Succession obsession gives Malaysia's UMNO heartburn

By Simon Cameron-Moore

KUALA LUMPUR (Reuters): Malaysian Prime Minister Mahathir Mohamad's decision to fill the vacant finance minister post himself is at first glance hardly a sign Asia's longest serving leader plans to give up high office any time soon.

Next month Mahathir celebrates 20 years in charge, but the 75- year-old premier does not seem to be winding down.

Unable to find a ready-made successor to Daim Zainuddin, who quit last Friday after informing the prime minister privately two months ago he wanted to resign, Mahathir announced on Tuesday evening he would do the job himself for the time being.
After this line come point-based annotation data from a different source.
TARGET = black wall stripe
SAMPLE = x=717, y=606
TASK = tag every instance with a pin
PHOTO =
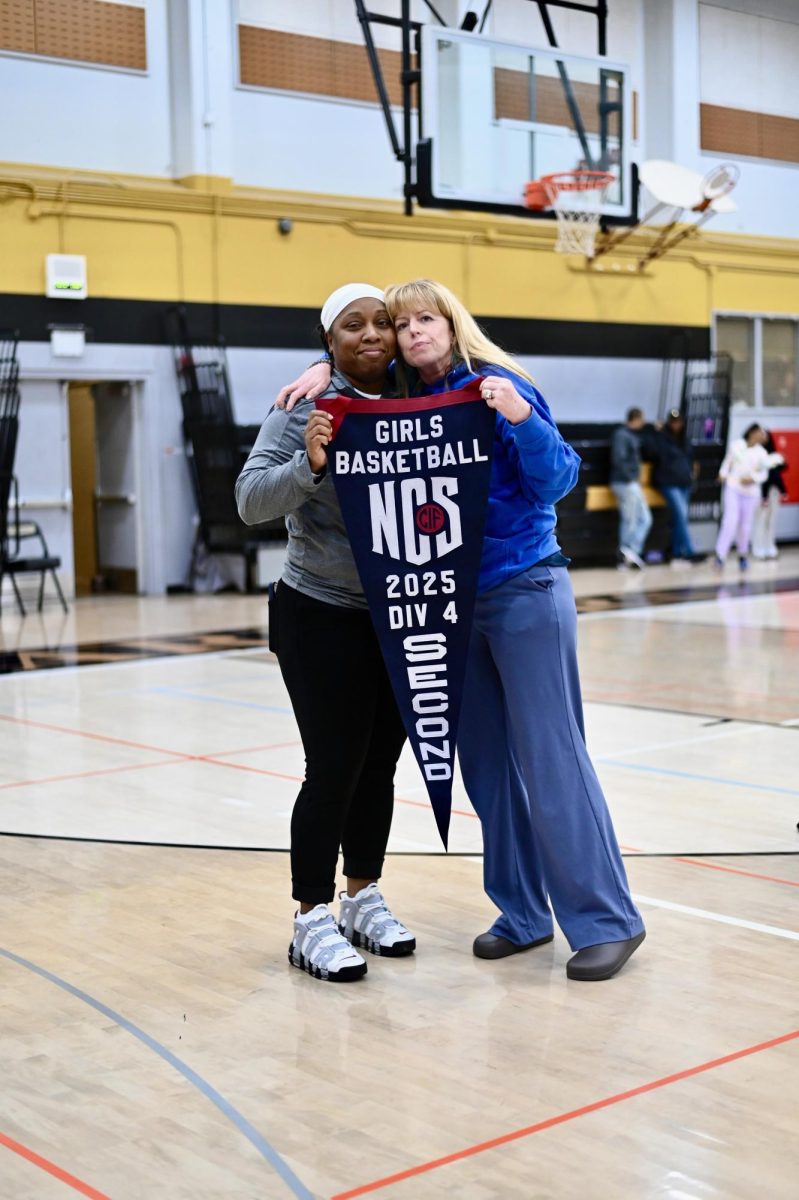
x=143, y=322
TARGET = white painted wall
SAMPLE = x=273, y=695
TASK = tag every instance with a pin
x=164, y=504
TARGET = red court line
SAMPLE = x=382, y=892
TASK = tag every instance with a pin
x=85, y=1189
x=94, y=737
x=88, y=774
x=274, y=745
x=254, y=771
x=737, y=870
x=298, y=779
x=480, y=1147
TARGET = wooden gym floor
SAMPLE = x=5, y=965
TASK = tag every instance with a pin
x=155, y=1043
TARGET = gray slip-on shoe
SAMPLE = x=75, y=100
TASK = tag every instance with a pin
x=602, y=961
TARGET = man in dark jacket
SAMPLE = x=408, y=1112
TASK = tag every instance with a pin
x=673, y=477
x=635, y=516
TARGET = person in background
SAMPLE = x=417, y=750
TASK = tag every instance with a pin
x=744, y=471
x=330, y=659
x=635, y=517
x=673, y=477
x=773, y=490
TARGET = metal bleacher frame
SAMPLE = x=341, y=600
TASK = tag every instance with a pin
x=14, y=533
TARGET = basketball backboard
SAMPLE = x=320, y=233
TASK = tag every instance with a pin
x=498, y=114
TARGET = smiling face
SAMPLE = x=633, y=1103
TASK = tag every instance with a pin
x=425, y=339
x=362, y=343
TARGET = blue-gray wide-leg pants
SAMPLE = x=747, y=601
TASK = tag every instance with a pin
x=522, y=749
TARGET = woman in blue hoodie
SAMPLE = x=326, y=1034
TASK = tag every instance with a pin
x=547, y=832
x=521, y=743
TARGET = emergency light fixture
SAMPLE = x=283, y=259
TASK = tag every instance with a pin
x=66, y=276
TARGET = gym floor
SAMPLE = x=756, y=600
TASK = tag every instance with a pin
x=155, y=1041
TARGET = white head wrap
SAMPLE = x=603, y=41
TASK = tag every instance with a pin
x=342, y=298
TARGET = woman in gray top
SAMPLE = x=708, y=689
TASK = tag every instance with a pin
x=330, y=659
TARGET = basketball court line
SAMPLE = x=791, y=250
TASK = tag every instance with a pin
x=224, y=1107
x=736, y=870
x=563, y=1117
x=704, y=779
x=58, y=1173
x=706, y=915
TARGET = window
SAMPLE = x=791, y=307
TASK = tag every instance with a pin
x=108, y=33
x=780, y=361
x=764, y=353
x=734, y=337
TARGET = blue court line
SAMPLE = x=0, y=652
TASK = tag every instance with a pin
x=196, y=1080
x=707, y=779
x=216, y=700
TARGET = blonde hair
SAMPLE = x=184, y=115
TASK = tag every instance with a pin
x=470, y=342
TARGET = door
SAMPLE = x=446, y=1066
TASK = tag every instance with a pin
x=115, y=490
x=83, y=469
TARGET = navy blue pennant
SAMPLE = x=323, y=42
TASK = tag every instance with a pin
x=412, y=479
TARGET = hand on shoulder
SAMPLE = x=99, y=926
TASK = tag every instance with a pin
x=502, y=395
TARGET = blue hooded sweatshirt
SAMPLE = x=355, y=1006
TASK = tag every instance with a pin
x=533, y=468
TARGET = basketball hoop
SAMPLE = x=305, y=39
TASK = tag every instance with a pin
x=576, y=197
x=716, y=185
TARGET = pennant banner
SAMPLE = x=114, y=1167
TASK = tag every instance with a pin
x=412, y=479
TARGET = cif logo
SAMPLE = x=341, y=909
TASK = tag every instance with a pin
x=409, y=519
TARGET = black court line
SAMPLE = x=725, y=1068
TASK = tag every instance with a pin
x=49, y=658
x=390, y=853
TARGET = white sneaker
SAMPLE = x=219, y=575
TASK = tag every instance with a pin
x=366, y=921
x=630, y=557
x=319, y=948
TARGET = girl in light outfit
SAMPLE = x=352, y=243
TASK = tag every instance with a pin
x=744, y=469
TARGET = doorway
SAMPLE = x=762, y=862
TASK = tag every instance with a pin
x=102, y=461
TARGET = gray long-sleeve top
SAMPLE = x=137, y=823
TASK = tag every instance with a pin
x=277, y=481
x=625, y=455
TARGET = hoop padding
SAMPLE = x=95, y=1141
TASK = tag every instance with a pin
x=577, y=198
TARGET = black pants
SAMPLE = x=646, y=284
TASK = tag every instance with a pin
x=352, y=735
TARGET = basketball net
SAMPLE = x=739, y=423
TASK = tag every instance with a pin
x=576, y=197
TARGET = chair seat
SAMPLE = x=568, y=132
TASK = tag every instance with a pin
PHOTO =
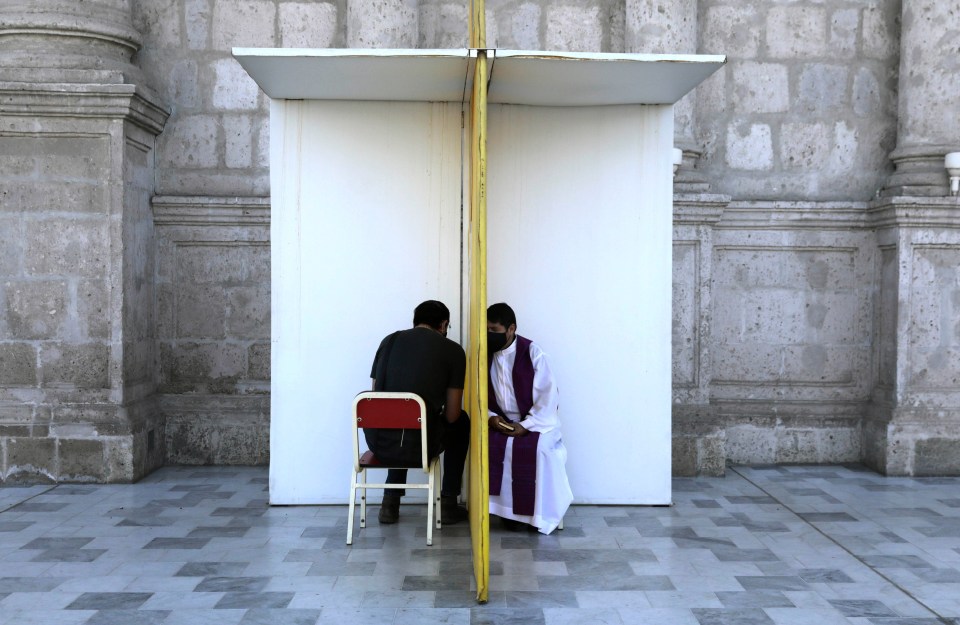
x=369, y=460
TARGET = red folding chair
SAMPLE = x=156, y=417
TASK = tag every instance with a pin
x=374, y=409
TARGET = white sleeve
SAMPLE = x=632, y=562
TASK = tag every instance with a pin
x=543, y=415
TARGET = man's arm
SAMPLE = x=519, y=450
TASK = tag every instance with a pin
x=453, y=405
x=543, y=413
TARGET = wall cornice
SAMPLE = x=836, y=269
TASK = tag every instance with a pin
x=111, y=101
x=695, y=209
x=915, y=212
x=171, y=210
x=785, y=215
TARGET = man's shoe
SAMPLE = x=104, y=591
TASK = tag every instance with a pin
x=450, y=511
x=389, y=510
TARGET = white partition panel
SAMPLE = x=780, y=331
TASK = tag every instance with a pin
x=365, y=225
x=579, y=244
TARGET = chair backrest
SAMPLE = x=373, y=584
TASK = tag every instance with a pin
x=404, y=411
x=385, y=410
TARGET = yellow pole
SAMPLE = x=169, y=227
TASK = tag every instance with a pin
x=477, y=372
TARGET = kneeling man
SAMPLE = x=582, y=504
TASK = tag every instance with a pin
x=528, y=477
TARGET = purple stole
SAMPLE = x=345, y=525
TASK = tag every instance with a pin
x=524, y=466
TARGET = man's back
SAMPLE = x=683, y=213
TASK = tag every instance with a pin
x=420, y=361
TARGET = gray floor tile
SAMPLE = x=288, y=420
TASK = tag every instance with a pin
x=742, y=616
x=199, y=545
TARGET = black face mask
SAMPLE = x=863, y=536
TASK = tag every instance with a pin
x=496, y=341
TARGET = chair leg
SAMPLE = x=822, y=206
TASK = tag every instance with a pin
x=430, y=505
x=363, y=499
x=353, y=497
x=437, y=493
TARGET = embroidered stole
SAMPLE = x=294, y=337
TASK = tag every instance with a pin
x=524, y=465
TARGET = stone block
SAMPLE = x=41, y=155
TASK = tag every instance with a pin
x=750, y=444
x=866, y=93
x=36, y=309
x=238, y=138
x=11, y=252
x=937, y=456
x=308, y=24
x=796, y=32
x=31, y=460
x=18, y=365
x=844, y=27
x=85, y=366
x=191, y=142
x=761, y=87
x=62, y=174
x=821, y=364
x=225, y=264
x=839, y=445
x=197, y=16
x=93, y=309
x=183, y=83
x=201, y=367
x=574, y=28
x=258, y=359
x=233, y=88
x=525, y=26
x=119, y=460
x=683, y=456
x=846, y=147
x=805, y=145
x=160, y=19
x=262, y=156
x=248, y=312
x=81, y=460
x=749, y=147
x=442, y=25
x=741, y=362
x=382, y=24
x=879, y=31
x=63, y=247
x=822, y=88
x=731, y=30
x=201, y=310
x=248, y=24
x=794, y=446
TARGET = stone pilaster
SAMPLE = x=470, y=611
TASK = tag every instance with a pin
x=658, y=27
x=912, y=426
x=698, y=437
x=929, y=85
x=77, y=313
x=382, y=23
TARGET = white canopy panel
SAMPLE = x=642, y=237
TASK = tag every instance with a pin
x=353, y=74
x=517, y=76
x=595, y=79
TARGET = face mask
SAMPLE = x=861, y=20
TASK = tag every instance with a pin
x=496, y=341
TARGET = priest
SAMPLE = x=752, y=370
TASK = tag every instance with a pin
x=528, y=477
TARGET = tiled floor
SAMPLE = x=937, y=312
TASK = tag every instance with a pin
x=765, y=545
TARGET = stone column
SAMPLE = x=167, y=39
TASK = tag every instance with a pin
x=670, y=27
x=382, y=23
x=929, y=84
x=77, y=364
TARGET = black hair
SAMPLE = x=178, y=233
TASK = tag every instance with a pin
x=502, y=314
x=432, y=313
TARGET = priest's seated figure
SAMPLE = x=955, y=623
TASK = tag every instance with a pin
x=528, y=478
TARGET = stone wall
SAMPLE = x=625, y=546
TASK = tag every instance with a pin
x=815, y=246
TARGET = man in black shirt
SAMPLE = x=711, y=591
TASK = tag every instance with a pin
x=422, y=360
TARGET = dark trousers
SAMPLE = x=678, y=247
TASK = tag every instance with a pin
x=456, y=441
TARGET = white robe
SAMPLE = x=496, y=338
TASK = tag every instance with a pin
x=553, y=495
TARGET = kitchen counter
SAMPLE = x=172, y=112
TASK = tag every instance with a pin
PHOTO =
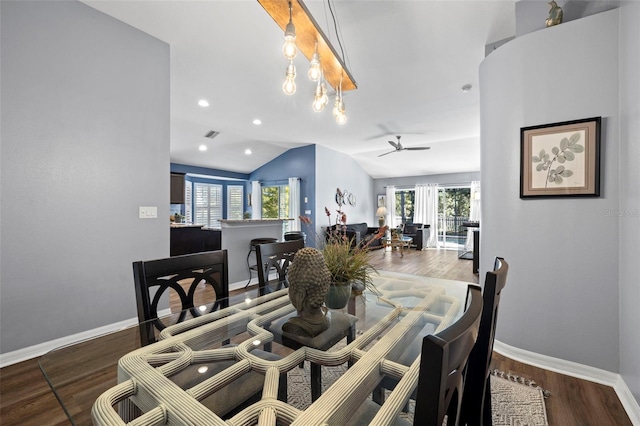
x=190, y=238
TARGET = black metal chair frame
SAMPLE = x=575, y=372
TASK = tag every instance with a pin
x=210, y=268
x=443, y=360
x=275, y=257
x=476, y=402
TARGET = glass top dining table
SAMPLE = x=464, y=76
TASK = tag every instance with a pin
x=214, y=354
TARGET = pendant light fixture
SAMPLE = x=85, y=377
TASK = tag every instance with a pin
x=338, y=107
x=326, y=65
x=315, y=70
x=320, y=97
x=289, y=49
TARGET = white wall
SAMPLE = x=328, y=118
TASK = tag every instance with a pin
x=337, y=170
x=562, y=299
x=85, y=142
x=630, y=196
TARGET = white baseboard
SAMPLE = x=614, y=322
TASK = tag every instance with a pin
x=579, y=371
x=40, y=349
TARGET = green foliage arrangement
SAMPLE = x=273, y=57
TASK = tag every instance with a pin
x=567, y=151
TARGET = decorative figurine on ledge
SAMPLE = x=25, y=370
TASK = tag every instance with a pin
x=309, y=280
x=555, y=14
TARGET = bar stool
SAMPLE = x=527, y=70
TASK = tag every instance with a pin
x=252, y=248
x=295, y=235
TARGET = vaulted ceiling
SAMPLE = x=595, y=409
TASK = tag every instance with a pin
x=410, y=60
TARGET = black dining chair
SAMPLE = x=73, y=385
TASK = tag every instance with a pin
x=189, y=275
x=442, y=363
x=196, y=280
x=443, y=359
x=275, y=257
x=476, y=400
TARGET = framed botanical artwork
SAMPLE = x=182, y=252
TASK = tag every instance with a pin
x=560, y=159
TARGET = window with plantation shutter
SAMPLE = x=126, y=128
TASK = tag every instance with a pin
x=188, y=213
x=235, y=198
x=208, y=204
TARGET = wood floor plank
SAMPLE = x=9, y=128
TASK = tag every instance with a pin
x=26, y=399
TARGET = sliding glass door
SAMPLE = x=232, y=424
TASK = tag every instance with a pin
x=453, y=209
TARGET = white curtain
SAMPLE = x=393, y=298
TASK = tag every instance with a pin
x=474, y=212
x=294, y=204
x=426, y=211
x=256, y=200
x=391, y=207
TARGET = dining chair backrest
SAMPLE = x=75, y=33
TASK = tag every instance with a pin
x=476, y=401
x=189, y=282
x=443, y=359
x=275, y=257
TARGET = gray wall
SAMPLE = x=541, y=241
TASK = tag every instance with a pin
x=85, y=142
x=444, y=179
x=562, y=298
x=630, y=196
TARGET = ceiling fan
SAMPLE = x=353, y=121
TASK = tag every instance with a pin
x=398, y=147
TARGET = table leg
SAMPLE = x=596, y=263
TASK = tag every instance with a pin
x=316, y=381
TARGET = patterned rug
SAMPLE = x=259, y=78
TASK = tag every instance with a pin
x=515, y=400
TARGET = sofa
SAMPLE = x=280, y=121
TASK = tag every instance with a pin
x=361, y=234
x=419, y=233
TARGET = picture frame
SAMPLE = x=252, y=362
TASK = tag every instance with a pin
x=560, y=159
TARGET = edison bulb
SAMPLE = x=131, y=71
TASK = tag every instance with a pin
x=315, y=71
x=325, y=98
x=289, y=86
x=338, y=107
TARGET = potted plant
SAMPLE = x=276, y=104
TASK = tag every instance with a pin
x=347, y=262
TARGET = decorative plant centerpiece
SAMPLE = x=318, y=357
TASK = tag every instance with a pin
x=348, y=262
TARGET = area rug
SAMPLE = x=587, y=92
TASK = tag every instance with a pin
x=515, y=401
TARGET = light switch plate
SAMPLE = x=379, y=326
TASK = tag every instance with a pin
x=148, y=212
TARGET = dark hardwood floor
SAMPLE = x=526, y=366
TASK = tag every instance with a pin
x=26, y=399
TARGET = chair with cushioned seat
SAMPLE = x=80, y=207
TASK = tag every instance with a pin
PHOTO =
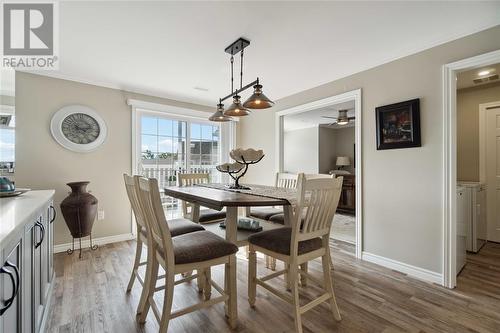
x=297, y=245
x=198, y=251
x=206, y=215
x=176, y=227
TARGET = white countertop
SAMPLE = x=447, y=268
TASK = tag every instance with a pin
x=15, y=212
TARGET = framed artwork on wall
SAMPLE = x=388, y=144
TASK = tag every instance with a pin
x=398, y=125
Malaysians, members of Mahathir's own United Malays National Organization (UMNO), and foreign investors are waiting for the day when he calls it quits, some with dread, others with relief. Mahathir has said this is his last term, and that he will not serve after elections due in 2004, but there has been speculation he will step down beforehand.

No one is holding their breath after his decision not to give the second-most powerful job in Malaysia to anyone else just yet.

A senior UMNO Youth member said he doubted the premier intended to step down just yet.

"Is he leaving or isn't he? If he is, he really should have put everyone in place. If you ask me I think he's going to stay."

A Kuala Lumpur-based political analyst, who requested anonymity, agreed.

"Undeniably he's on the last leg. He can't go beyond 80, but I don't think he's going to step down.

"If he'd appointed an aspirant (to succeed him) or a politician not allied to him then it would have appeared that he was getting ready to go."

But political pundits have been foxed by the mercurial, sometimes emotional Mahathir's capacity to surprise before.

Meantime, Deputy Prime Minister Abdullah Badawi, Mahathir's chosen a successor, can only wait.

And while UMNO's three vice-presidents -- Najib Tun Razak, Muhyiddin Yassin and Muhammad Muhammad Taib -- jockey for position, a dark horse is circling the ring.

Razaleigh Hamzah, a Malay royal who once split from UMNO after unsuccessfully challenging Mahathir in the late 1980s, has recently built bridges with the premier, making him one to watch, according to analysts and party insiders.

UMNO's general assembly, on June 21-24, will test the party's mood. Analysts say the last thing UMNO needs is in-fighting, with the Islamic opposition sucking away more Malay votes.

Supreme Council member Shahrir Samad, a frequent Mahathir critic, advised not to expect any fireworks in the form of confidence motions or pressure on the prime minister to appoint a full time finance minister.

"Believe you me, we don't operate that way. There will be some voices expressing issues close to the Malay community," Shahrir told Reuters.

He said the fixation with the succession issue was diverting UMNO's energies away from making it more acceptable to voters and the need to stamp out money politics in its ranks.

But the withdrawal of Mahathir's son, Mokhzani, from the business world in April, and Daim's unexplained resignation sparked some talk Mahathir's end-game had been set in train.

Mahathir has taken charge of finance before, after the sacking and jailing of his erstwhile deputy, Anwar Ibrahim, at the height of the Asian crisis in 1998.

At that time he controversially brought in capital controls and fixed the exchange rate at 3.8 ringgit to the dollar.

The policy seemed to work, protecting the banking system and generating export-led growth, so that Malaysia bounced back more strongly than most of its neighbors.

But now Mahathir is seen as wedded to the idea of exchange controls and the currency peg, and there are concerns that the prime minister may not recognize when policy changes are needed.

Whatever Daim's faults were, his counterbalance to a strong- minded premier on policy is now missing, analysts say.